Entry into a residence to make an arrest generally requires a search warrant.
The statutory authority to enter a residence to make an arrest can be found in MCL 764.21. This statute applies when police have been refused admittance to a residence where the suspect is reasonably suspected to be located. It allows an officer to forcibly enter a residence to make an arrest pursuant to any arrest warrant, or for a felony without a warrant. However, courts have restricted use of the statute as described below.
Felony Arrests With an Arrest Warrant: In Payton v. New York, the U.S. Supreme Court held that a valid felony arrest warrant allows police to enter a suspect’s residence to make the arrest when there is reason to believe the suspect is inside. Without an Arrest Warrant: Unless exigent circumstances exist, police may not enter a residence to make a warrantless felony arrest (Payton). This is the rule no matter who owns the residence and whether or not the suspect is inside.
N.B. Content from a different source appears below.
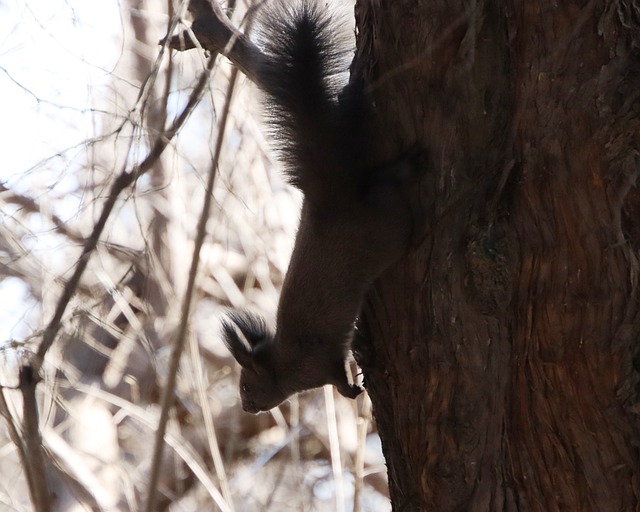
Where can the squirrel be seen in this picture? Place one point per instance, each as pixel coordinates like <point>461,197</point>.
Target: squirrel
<point>355,219</point>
Examples of exigent circumstances justifying entry include hot pursuit and significant and apparent danger to the public or police.
Misdemeanor Arrests The Michigan Court of Appeals has held that MCL 764.21 does not authorize entry into a residence for a warrantless misdemeanor arrest (People v. Reinhardt). The Payton rule applies to arrests with a misdemeanor warrant. Third Party Residences When the person named in an arrest warrant is located inside a residence owned by a third party, the rule is simple: Officers must obtain a search warrant or consent before making entry. Both the U.S. Supreme Court (Steagald v. United States) and the Michigan Court of Appeals (People v. Stark) have held that arrest warrants do not authorize entry into third party residences – even when officers are certain the wanted person is inside.